Прилив принёс обломки старой шхуны, Отлив унёс ответы «для чего?». О чём шумит прибой и шепчут звёзды? — Жизнь — краткий миг, в нём всяк пред бездной гол. Покоя нет в пучине вечной грёзы. Вселенная не терпит суеты. О чём поёт скворец и плачут звёзды? — Жизнь — миг, а смерть легко сотрёт следы. «Где кормчий?» — Время скрыло в бездне чёрной, Его надежды, страхи и тоску, Прилив принёс обломки старой шхуны И тени их в дар белому песку. О, если б взор сквозь тьму пробился жгучий, Ответом осветив волны строку.Переплетения средневековой андалузской поэзии арабо-мусульманской мистической традиции с античной философской рефлексией создавало уникальный семиотический универсум, стихотворение Саида аль-Хазини предстаёт как сложноорганизованный текст, в котором взаимодействуют несколько уровней смыслопорождения: от буквального до сокровенного, от миметического изображения природных явлений до их символического преображения в метафизический дискурс. В начальных строках — «Прилив принёс обломки старой шхуны, / Отлив унёс ответы „для чего?“» — обнаруживается диалектика прихода и ухода, бытия и небытия, выраженная через природный ритм, который, будучи архетипическим знаком временности, отсылает к суфийской концепции «фана» (исчезновения) и «бака» (пребывания в Боге). Обломки шхуны, выброшенные на берег, маркируют не только следы исчезнувшего корабля-жизни, но и фрагменты человеческого знания, которое, будучи унесённым отливом, превращается в недостижимую тайну («ответы „для чего?“»). Этот мотив утраты, сопряжённый с вечным вопросом о цели существования, восходит к кораническому «Куда бы вы ни обратились, там Лик Аллаха» (2:115), но переосмысливается поэтическим языком, в котором море становится символом божественного непознаваемого (al-ghayb), а берег — пределом человеческого понимания.
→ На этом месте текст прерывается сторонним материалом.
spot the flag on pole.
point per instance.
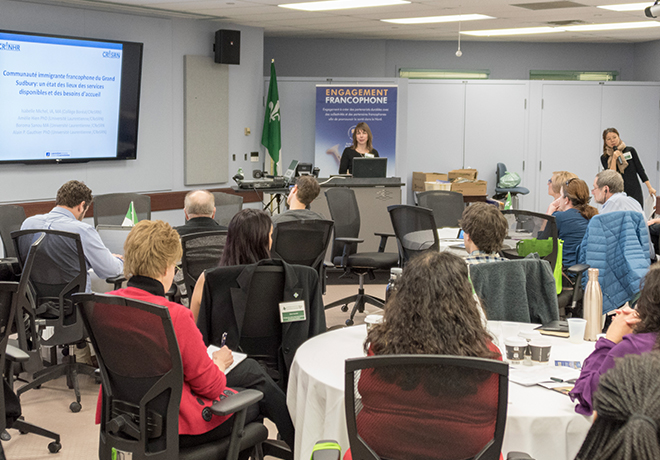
(131, 217)
(271, 137)
(507, 203)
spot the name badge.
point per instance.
(291, 312)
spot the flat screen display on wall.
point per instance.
(67, 99)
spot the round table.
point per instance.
(541, 422)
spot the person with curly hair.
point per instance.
(632, 332)
(432, 312)
(628, 407)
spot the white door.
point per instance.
(495, 129)
(570, 134)
(436, 112)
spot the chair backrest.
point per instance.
(525, 225)
(11, 218)
(516, 290)
(111, 208)
(302, 242)
(201, 251)
(53, 268)
(425, 406)
(8, 290)
(345, 213)
(415, 230)
(142, 376)
(501, 171)
(226, 207)
(243, 300)
(447, 206)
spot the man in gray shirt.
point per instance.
(305, 191)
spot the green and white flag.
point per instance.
(271, 137)
(131, 217)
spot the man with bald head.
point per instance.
(199, 208)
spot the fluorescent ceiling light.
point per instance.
(618, 26)
(340, 4)
(436, 19)
(626, 6)
(520, 31)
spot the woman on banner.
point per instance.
(361, 148)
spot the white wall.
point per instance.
(159, 166)
(382, 58)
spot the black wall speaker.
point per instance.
(227, 46)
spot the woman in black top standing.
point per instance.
(361, 148)
(617, 157)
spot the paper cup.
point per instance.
(515, 349)
(576, 328)
(540, 350)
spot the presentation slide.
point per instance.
(60, 98)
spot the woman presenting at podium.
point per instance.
(617, 157)
(361, 148)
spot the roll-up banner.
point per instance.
(339, 108)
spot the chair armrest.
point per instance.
(16, 354)
(349, 240)
(116, 281)
(518, 456)
(236, 402)
(326, 450)
(383, 240)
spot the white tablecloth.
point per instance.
(541, 422)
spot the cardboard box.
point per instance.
(477, 187)
(419, 178)
(465, 173)
(437, 186)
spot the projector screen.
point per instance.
(68, 99)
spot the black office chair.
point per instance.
(111, 208)
(226, 207)
(303, 242)
(53, 268)
(346, 214)
(447, 206)
(501, 193)
(11, 218)
(201, 251)
(243, 301)
(10, 407)
(415, 229)
(413, 406)
(142, 377)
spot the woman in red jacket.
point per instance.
(151, 251)
(432, 312)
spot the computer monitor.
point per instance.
(369, 167)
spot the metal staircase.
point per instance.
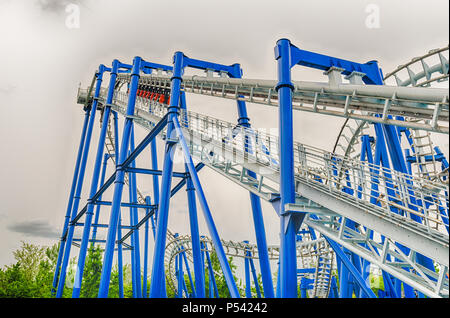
(320, 192)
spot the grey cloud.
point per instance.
(56, 6)
(35, 228)
(7, 89)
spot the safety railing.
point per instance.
(375, 187)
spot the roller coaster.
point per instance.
(379, 199)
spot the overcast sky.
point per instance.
(43, 62)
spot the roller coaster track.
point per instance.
(353, 129)
(319, 190)
(308, 252)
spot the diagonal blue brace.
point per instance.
(207, 214)
(77, 195)
(95, 178)
(69, 205)
(123, 162)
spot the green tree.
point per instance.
(92, 272)
(222, 286)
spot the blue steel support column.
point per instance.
(94, 182)
(193, 222)
(134, 220)
(154, 161)
(97, 211)
(157, 282)
(258, 220)
(207, 214)
(146, 236)
(255, 278)
(289, 223)
(77, 196)
(69, 204)
(248, 290)
(120, 257)
(118, 184)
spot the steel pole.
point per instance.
(79, 187)
(118, 184)
(94, 183)
(69, 204)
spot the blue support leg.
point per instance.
(157, 288)
(146, 237)
(94, 183)
(97, 211)
(69, 204)
(289, 223)
(119, 182)
(77, 196)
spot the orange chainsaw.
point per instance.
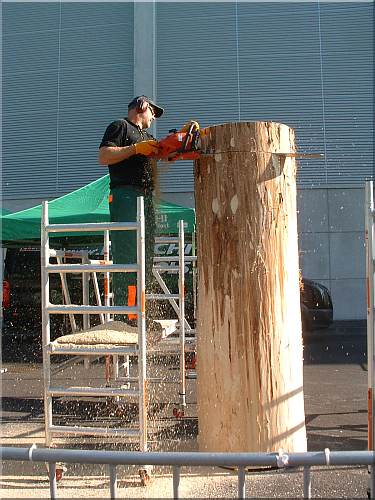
(180, 145)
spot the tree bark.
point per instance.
(249, 351)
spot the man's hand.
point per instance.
(146, 148)
(185, 127)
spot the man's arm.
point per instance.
(108, 155)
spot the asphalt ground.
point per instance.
(335, 386)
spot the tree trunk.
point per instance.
(249, 353)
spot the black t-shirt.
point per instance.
(136, 170)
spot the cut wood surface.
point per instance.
(249, 359)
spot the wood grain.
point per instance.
(249, 360)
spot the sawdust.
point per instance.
(112, 332)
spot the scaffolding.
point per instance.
(136, 346)
(179, 340)
(183, 340)
(370, 270)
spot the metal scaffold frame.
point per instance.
(370, 270)
(52, 348)
(186, 341)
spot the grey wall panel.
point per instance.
(37, 16)
(68, 72)
(306, 64)
(196, 72)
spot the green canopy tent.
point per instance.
(87, 204)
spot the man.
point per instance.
(125, 148)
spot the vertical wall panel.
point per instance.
(306, 64)
(67, 72)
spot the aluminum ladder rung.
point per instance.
(90, 268)
(175, 258)
(94, 350)
(162, 296)
(163, 269)
(98, 431)
(76, 309)
(92, 391)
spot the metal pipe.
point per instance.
(369, 240)
(184, 458)
(181, 315)
(46, 332)
(307, 481)
(106, 275)
(141, 312)
(241, 482)
(176, 481)
(174, 258)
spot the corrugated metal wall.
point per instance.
(67, 72)
(307, 64)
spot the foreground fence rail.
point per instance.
(176, 460)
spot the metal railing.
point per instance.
(177, 460)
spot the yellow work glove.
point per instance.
(146, 148)
(185, 127)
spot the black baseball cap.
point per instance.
(157, 109)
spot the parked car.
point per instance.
(316, 305)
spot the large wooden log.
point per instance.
(249, 359)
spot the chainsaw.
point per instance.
(180, 145)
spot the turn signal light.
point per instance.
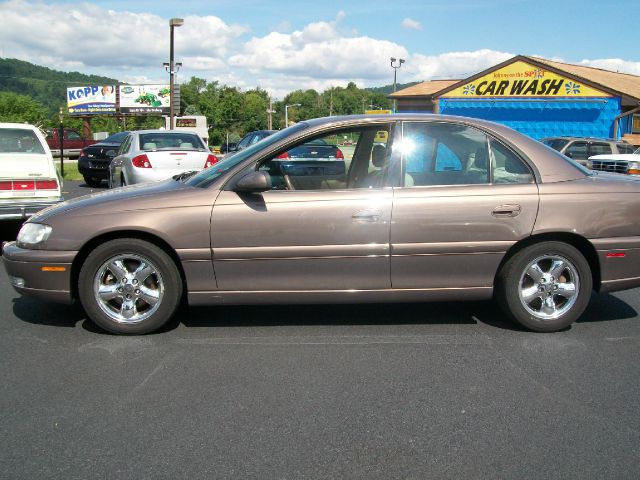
(211, 160)
(141, 161)
(46, 185)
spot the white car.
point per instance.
(29, 180)
(152, 155)
(625, 163)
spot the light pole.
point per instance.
(395, 71)
(174, 22)
(286, 113)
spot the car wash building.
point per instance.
(539, 98)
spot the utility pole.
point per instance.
(270, 111)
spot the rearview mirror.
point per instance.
(259, 181)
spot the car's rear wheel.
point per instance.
(129, 286)
(545, 287)
(92, 181)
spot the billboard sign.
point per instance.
(91, 100)
(144, 99)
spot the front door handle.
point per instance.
(509, 210)
(366, 216)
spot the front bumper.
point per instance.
(28, 276)
(23, 209)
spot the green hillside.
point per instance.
(46, 86)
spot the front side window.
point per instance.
(71, 135)
(625, 148)
(577, 151)
(443, 154)
(19, 140)
(344, 159)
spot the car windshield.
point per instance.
(207, 176)
(19, 140)
(170, 141)
(116, 137)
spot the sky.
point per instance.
(286, 46)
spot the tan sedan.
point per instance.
(415, 208)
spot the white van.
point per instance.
(29, 180)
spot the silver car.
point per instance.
(152, 155)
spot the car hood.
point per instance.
(630, 157)
(26, 165)
(133, 197)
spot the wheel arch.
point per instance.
(584, 246)
(88, 247)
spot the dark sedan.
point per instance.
(94, 160)
(418, 208)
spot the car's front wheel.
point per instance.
(545, 287)
(129, 286)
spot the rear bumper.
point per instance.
(28, 278)
(22, 209)
(93, 168)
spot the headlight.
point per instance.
(33, 234)
(633, 168)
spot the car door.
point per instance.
(314, 231)
(465, 199)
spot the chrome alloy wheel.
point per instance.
(549, 287)
(128, 288)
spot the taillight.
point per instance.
(141, 161)
(211, 160)
(46, 185)
(24, 185)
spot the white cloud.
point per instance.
(453, 64)
(411, 24)
(86, 35)
(131, 47)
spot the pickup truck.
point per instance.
(73, 142)
(627, 164)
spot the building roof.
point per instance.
(623, 83)
(424, 89)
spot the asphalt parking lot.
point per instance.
(376, 391)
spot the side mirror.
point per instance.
(259, 181)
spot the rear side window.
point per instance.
(555, 143)
(624, 148)
(600, 149)
(444, 154)
(577, 151)
(170, 141)
(19, 140)
(507, 167)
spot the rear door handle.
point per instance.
(366, 216)
(509, 210)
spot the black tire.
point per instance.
(140, 286)
(91, 181)
(545, 287)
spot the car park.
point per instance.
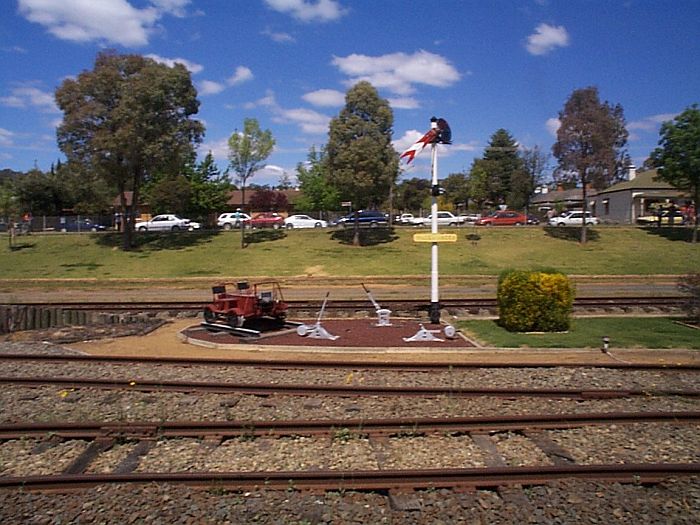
(444, 218)
(573, 218)
(404, 218)
(470, 218)
(228, 221)
(163, 222)
(503, 218)
(365, 218)
(303, 221)
(267, 220)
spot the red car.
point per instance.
(267, 220)
(503, 218)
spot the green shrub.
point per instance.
(536, 301)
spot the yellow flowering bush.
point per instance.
(535, 301)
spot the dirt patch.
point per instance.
(354, 333)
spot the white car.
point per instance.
(304, 221)
(228, 221)
(405, 218)
(573, 218)
(164, 222)
(445, 218)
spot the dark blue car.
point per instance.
(83, 225)
(366, 218)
Далее, в строке «О чём шумит прибой и шепчут звёзды?», возникает мотив «языка природы», характерный для суфийской натурфилософии, в которой элементы мироздания знаки, требующие более глубокого истолкования. Шум прибоя и шёпот звёзд превращены в элементы универсального симфонического текста, в котором каждая вещь свидетельствует о трансцендентном. Ответ же, данный в следующей строке — «Жизнь — краткий миг, в нём всяк пред бездной гол» — не столько утверждает фатальную краткость существования, сколько актуализирует суфийскую идею «нищеты» твари перед лицом Вечности: человек «гол» не только в смысле экзистенциальной обнажённости, но и в смысле отказа от иллюзорных облачений мирского, чтобы предстать в истинной наготе перед Творцом.
Образ «пучины вечной грёзы» (ghamrat al-ulm al-azal) требует особого внимания. В нём сливаются мотивы моря, сна и вечности — ключевые для суфийской поэтики. «Грёза» в арабской традиции может означать как сон, так и иллюзию, что отсылает к кораническому сравнению мирской жизни с «игрой и забавой» (6:32), но также и к платоновской концепции мира как тени истинной реальности. Вселенная, которая «не терпит суеты», предстаёт как строгий онтологический порядок, в котором человеческая метания — диссонанс, нарушающий гармонию предустановленного божественного закона.
Второе вопрошание — «О чём поёт скворец и плачут звёзды?» — усиливает мотив вопрошания к миру, но теперь уже с акцентом на звучании (пение птицы) и слёзности (плач звёзд), что вводит в текст тему страдания как неотъемлемого свойства тварного бытия. Ответ же — «Жизнь — миг, а смерть легко сотрёт следы» — звучит ещё более фатально, чем предыдущий, — если в первой части стихотворения бездна была метафорой небытия, то здесь утверждается полная эфемерность человеческого следа, что перекликается с суфийским учением о «несуществовании» всего, кроме Бога.